UK Hip Hop collective Cult Of The Damned return for a beef seventy one minute sophomore record of straight rhymes and beats. The Church Of is stylistically stagnant with their formula unchanged. 90s beats and a production style leaning to the dark, gritty, sombre tones suiting the obnoxious, braggadocios and often self depreciating rhyme schemes. The group deploy their words with a scarcity of hook and chorus, putting a lot of pressure on their verses to carry the album. The backing instrumentals trend towards a subtler roll of tone setting and atmosphere building as opposed to rocking banging beats which it does with a handful of tracks.
With such a large set of tracks the cracks emerge after just a few listens as the quality of rhymes appear to diverge. The mostly Wu-Tang free association style gives the Cult a lot of creative room for pages of clever, witty and pun ridden rhymes. The issue is this record is a book and quickly do the best bits feel sparse between mediocrity as the beats loose keenness in repetition. Sticking to their exaggerated, unhinged, sleaze embracing personas the lyrical creativity feels stale with familiarity. Individuals cadences and tone of voices don't move a budge. Still fun and expressive but drawn out over this duration it gets a little dull with the overall temperament unable to shift.
Pushing off the criticism, there is greatness to be found here.
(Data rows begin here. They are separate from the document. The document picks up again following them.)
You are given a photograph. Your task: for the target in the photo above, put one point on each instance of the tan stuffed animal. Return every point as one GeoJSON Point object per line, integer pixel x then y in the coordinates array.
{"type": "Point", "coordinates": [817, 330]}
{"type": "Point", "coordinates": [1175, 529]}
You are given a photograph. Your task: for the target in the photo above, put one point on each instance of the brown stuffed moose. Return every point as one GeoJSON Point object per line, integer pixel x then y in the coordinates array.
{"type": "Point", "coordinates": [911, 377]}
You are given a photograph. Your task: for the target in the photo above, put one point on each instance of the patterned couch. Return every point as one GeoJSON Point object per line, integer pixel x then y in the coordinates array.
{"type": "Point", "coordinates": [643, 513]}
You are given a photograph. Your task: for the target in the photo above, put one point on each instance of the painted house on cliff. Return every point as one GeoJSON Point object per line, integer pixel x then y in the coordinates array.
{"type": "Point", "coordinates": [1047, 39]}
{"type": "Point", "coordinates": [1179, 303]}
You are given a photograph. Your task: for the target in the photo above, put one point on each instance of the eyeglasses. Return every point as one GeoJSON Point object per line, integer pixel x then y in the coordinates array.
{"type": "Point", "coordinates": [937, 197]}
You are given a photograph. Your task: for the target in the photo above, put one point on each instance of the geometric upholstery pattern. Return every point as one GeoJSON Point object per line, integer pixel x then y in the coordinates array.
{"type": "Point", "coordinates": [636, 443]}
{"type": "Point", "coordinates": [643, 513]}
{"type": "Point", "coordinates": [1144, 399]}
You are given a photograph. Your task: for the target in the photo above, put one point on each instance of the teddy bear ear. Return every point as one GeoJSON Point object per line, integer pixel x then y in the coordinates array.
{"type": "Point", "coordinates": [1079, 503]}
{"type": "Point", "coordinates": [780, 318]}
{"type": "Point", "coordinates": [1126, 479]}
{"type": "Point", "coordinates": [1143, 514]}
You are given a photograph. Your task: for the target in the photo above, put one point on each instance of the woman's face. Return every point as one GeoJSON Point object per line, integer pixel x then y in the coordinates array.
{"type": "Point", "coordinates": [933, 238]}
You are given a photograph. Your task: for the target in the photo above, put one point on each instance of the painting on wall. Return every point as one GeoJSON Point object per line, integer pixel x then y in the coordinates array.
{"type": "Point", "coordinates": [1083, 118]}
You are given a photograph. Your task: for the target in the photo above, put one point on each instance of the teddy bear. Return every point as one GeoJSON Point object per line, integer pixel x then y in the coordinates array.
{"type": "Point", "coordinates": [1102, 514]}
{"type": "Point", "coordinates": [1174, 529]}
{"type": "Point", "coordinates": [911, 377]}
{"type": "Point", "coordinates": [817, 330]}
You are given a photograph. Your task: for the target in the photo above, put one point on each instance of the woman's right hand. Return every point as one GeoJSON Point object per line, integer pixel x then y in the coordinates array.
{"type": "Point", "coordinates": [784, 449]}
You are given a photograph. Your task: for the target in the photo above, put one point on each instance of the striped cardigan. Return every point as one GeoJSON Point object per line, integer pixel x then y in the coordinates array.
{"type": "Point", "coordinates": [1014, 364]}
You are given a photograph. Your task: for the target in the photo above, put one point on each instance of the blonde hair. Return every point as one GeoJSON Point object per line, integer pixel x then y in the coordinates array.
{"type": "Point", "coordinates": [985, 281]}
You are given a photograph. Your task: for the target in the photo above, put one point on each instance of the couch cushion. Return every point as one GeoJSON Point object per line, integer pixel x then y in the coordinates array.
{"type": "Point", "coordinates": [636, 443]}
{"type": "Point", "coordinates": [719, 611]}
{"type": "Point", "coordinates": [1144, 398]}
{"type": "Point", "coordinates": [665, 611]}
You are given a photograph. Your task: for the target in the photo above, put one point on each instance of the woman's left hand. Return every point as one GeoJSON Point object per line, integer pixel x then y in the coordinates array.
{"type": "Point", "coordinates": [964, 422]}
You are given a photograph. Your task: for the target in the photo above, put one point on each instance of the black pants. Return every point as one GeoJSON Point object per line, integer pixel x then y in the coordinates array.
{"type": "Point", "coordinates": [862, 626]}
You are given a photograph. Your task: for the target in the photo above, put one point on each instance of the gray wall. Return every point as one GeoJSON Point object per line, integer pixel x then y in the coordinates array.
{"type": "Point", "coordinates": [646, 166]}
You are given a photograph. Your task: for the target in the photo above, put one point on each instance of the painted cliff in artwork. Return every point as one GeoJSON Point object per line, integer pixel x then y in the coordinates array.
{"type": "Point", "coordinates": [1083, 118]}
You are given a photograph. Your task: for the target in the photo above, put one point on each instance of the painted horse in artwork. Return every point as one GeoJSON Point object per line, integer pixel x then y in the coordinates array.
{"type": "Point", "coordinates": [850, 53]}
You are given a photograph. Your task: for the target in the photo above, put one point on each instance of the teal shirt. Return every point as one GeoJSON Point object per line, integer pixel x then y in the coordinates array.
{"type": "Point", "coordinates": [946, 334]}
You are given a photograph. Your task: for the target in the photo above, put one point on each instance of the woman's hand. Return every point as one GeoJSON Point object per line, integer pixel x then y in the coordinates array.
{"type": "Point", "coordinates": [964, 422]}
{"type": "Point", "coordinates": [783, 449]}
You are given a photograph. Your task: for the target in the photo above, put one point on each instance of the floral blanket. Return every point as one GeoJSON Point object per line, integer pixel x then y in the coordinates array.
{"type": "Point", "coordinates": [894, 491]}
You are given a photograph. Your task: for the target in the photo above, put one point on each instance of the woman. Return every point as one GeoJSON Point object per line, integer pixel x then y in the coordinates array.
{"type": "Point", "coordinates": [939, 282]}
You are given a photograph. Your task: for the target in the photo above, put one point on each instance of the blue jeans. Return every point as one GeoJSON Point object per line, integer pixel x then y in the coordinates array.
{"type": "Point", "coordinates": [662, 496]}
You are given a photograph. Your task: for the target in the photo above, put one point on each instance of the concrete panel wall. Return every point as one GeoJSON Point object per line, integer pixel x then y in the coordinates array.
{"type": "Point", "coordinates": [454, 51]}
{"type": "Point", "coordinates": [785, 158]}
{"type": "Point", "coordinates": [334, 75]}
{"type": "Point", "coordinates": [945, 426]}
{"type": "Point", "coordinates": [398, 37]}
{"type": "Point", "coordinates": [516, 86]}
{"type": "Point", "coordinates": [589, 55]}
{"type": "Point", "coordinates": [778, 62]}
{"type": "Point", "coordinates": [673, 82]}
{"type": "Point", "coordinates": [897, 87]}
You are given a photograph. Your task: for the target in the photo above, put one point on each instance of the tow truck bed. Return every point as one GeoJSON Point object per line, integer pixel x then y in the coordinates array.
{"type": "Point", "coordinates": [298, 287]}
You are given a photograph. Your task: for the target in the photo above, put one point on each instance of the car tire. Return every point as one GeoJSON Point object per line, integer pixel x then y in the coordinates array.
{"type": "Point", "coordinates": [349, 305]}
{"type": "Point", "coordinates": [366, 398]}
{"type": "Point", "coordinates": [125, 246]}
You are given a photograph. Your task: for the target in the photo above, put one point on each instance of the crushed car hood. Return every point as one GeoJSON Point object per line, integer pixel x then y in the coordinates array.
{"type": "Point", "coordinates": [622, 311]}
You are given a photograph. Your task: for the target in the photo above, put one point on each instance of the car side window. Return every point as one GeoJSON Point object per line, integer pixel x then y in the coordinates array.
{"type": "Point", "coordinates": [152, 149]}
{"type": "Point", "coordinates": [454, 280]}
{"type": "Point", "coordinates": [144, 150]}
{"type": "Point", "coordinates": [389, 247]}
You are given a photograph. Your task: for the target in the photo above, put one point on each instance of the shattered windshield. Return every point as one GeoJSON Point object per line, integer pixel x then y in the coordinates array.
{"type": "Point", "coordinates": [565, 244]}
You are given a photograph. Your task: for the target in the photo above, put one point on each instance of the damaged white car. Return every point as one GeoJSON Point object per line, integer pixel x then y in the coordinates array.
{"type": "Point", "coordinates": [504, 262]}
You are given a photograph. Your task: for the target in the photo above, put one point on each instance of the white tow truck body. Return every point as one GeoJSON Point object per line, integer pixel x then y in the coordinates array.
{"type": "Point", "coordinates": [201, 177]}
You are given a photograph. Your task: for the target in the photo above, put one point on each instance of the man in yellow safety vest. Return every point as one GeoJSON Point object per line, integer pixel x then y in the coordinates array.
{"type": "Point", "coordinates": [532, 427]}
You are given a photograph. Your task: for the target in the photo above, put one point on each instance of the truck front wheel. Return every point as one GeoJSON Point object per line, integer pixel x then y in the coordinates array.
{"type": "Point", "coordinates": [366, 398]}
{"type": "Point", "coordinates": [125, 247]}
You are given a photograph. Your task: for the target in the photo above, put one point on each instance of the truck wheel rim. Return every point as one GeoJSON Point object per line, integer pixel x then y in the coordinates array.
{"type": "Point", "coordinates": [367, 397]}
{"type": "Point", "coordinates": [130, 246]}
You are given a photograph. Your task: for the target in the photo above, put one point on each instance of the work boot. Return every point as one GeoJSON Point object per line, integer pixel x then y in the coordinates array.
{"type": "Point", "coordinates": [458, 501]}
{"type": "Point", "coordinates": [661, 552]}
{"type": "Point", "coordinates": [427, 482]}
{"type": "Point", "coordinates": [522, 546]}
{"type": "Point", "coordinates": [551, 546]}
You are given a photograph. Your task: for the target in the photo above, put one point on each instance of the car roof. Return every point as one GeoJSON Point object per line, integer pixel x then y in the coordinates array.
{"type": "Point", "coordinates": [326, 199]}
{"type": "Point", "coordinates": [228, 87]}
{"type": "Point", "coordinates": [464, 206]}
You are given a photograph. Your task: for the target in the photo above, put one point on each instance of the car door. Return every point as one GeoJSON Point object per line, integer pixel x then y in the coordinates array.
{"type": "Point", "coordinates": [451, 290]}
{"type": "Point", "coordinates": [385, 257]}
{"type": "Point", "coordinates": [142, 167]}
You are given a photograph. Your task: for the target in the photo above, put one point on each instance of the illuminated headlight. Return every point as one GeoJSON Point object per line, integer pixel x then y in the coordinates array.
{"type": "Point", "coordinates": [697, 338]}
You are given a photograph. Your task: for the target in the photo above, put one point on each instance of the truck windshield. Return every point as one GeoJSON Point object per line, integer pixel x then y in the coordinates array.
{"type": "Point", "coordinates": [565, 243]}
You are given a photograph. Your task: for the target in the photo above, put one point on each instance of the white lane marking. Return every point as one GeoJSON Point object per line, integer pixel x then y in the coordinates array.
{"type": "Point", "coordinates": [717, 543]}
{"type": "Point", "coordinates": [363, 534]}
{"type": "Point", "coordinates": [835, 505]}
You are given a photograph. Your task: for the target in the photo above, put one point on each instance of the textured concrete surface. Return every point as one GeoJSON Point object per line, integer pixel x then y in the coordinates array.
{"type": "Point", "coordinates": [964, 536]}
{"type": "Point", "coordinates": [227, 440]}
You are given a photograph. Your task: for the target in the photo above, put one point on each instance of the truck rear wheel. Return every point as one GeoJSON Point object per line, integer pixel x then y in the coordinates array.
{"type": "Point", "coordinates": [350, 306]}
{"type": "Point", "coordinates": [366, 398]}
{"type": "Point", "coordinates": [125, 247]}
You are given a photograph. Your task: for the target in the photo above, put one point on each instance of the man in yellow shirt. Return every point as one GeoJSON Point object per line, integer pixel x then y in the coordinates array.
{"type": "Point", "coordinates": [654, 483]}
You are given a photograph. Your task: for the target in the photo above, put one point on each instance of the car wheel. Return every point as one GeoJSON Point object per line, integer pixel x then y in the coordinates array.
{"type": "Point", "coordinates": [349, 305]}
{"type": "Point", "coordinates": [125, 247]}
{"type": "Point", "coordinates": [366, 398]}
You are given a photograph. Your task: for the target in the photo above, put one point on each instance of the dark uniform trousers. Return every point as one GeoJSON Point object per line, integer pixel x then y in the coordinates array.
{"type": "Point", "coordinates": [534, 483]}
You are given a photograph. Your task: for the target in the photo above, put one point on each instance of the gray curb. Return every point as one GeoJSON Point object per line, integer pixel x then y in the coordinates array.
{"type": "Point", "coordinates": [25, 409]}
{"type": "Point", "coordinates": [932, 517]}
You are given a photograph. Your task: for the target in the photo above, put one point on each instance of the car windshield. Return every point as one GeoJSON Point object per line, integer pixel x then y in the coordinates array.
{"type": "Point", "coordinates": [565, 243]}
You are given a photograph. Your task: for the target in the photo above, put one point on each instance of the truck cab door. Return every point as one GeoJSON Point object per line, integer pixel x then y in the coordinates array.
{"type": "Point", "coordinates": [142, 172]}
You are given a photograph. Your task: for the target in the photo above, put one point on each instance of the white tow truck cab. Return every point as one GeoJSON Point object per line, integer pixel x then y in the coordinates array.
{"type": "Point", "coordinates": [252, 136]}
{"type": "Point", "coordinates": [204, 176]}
All the beats are solid, however it always seems to be the stronger cuts that house my preferred verses. Norman's Theme, Gung Foo, Step, Good News and the dark and gristly nine minute epic Henry Shots, all have great chemistry. Once again Bill Shanks and Tony Broke are on great form with the better lines. It would I've been nice to hear more of Broke who is absent on too many of these tracks. To wrap it up, The Church Of doesn't move the needle stylistically or thematically in any direction, so there are no surprises from a group who's style doesn't always embody the highest standards.